Generators
January 16, 2018
Generators
A typical function has the following properties:
- execution starts at its first line and ends when it hits an exception, a
return
statement or reaches the end of the function (which is an implicit returnNone
) - it is forced to return all results at once
- once the function returns, it has no memory of the state of its local variables.
What then happens if we need a function to generate a list of values that is too large to store in memories? Python addresses this through its yield
keyword.
Simply, generators are functions that return an object on which we can call next()
. For each call, it returns some value until all values have been generated, after which it will raise a StopIteration
exception.
For a normal function, execution stops once it hits the first return
statement. Therefore, the function will never return ‘second’.
def normal_function():
return 'first'
return 'second'
print('Printing value from first iteration.')
func = normal_function()
print(func)
print()
print('Printing value from second iteration.')

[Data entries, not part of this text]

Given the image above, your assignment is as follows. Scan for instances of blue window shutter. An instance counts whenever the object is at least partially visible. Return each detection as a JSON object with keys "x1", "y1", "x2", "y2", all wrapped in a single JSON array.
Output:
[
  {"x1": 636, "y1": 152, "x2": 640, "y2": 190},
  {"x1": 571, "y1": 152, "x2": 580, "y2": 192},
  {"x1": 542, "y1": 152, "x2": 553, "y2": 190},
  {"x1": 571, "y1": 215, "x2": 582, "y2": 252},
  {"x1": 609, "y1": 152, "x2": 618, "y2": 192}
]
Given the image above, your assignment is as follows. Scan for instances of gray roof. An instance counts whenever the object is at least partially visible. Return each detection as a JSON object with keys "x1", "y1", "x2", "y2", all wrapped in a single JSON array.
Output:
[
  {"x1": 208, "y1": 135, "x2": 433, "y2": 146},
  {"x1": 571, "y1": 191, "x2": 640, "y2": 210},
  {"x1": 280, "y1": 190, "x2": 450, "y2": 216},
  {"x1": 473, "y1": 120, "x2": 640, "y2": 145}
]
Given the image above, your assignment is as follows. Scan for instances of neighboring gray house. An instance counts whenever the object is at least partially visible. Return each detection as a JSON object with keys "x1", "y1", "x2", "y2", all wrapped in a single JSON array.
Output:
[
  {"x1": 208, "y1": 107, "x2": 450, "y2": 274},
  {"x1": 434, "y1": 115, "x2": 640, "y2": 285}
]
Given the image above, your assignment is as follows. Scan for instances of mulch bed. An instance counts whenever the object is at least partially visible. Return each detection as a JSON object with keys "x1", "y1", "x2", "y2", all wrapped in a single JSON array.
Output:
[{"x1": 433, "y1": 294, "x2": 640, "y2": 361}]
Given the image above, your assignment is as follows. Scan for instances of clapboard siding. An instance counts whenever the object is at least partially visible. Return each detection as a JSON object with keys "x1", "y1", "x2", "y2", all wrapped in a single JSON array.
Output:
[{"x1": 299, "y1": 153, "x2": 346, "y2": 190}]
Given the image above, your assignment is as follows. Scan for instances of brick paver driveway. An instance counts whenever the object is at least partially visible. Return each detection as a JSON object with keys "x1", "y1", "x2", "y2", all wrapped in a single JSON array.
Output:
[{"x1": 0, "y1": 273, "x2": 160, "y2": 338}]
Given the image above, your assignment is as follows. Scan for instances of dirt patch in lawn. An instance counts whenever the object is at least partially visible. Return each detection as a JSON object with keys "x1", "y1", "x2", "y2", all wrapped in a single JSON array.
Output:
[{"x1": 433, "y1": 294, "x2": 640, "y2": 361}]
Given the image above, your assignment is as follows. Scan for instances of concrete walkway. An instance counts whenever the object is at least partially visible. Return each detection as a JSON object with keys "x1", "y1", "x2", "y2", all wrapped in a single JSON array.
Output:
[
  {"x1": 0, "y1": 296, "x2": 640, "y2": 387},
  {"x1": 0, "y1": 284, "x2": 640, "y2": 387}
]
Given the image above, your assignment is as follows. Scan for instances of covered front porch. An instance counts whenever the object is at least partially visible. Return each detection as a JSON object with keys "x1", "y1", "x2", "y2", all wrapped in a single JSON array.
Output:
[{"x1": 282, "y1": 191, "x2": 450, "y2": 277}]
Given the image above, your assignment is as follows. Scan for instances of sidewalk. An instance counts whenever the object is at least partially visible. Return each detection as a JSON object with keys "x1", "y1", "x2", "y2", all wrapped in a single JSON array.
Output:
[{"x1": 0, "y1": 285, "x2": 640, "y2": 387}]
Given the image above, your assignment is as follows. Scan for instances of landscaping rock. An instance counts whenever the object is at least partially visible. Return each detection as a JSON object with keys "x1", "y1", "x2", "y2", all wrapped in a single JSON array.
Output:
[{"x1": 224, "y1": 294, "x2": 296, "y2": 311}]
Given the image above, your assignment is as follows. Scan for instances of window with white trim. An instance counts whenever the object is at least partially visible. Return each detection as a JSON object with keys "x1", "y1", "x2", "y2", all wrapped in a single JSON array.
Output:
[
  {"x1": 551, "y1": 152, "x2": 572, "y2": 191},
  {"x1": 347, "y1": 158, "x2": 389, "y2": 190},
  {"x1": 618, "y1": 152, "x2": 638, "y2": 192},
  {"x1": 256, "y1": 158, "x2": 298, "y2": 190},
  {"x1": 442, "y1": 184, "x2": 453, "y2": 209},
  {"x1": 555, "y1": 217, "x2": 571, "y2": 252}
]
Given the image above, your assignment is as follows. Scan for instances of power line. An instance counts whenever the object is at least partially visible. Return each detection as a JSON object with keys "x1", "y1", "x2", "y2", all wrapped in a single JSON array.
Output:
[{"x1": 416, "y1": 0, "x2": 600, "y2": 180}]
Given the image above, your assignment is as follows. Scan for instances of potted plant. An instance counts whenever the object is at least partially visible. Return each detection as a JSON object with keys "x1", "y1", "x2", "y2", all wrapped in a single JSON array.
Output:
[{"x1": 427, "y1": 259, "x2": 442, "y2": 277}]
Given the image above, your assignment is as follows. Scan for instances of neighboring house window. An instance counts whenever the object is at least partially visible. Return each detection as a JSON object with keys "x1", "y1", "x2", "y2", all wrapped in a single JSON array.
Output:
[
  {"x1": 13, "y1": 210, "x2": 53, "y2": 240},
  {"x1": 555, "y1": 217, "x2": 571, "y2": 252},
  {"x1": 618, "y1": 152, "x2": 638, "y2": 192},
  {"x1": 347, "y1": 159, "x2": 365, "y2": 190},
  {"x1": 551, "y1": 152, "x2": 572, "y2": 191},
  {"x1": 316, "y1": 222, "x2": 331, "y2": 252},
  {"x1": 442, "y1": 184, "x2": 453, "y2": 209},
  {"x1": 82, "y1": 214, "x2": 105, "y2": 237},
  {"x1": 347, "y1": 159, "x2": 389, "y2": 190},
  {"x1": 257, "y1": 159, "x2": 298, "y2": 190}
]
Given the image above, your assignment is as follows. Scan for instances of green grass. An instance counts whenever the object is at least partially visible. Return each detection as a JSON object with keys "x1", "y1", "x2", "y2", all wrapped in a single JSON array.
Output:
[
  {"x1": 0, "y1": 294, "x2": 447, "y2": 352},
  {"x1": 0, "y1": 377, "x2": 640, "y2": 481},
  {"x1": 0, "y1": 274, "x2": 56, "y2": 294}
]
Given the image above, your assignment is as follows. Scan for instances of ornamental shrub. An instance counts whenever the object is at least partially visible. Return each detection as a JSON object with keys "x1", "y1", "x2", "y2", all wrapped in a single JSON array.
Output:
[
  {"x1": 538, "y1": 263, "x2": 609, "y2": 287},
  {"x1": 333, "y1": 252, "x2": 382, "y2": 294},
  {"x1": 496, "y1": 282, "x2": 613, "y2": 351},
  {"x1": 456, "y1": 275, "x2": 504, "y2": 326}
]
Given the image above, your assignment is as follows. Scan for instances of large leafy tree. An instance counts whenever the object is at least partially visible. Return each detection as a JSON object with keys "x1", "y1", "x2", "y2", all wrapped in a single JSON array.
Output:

same_func = normal_function()
print(same_func)
Printing value from first iteration.
first
Printing value from second iteration.
first
The first difference that you will notice for a generator object is when you print the variable it has been assigned to - it will not be printing the return value.
def generator_function():
yield 'first'
yield 'second'
gen = generator_function()
print(gen)
<generator object generator_function at 0x000002126EF6FBA0>
The first time that we call next
on the generator, it returns the value tied to the first yield
statement.
print(next(gen))
first
Notice that the function remembers where it last left off and it will return the value from the next yield
statement.
print(next(gen))
second
Once the function has run out of values to return, it will throw a StopIteration
exception.
try:
print(next(gen))
except StopIteration:
print('We have reached the end of the function.')
We have reached the end of the function.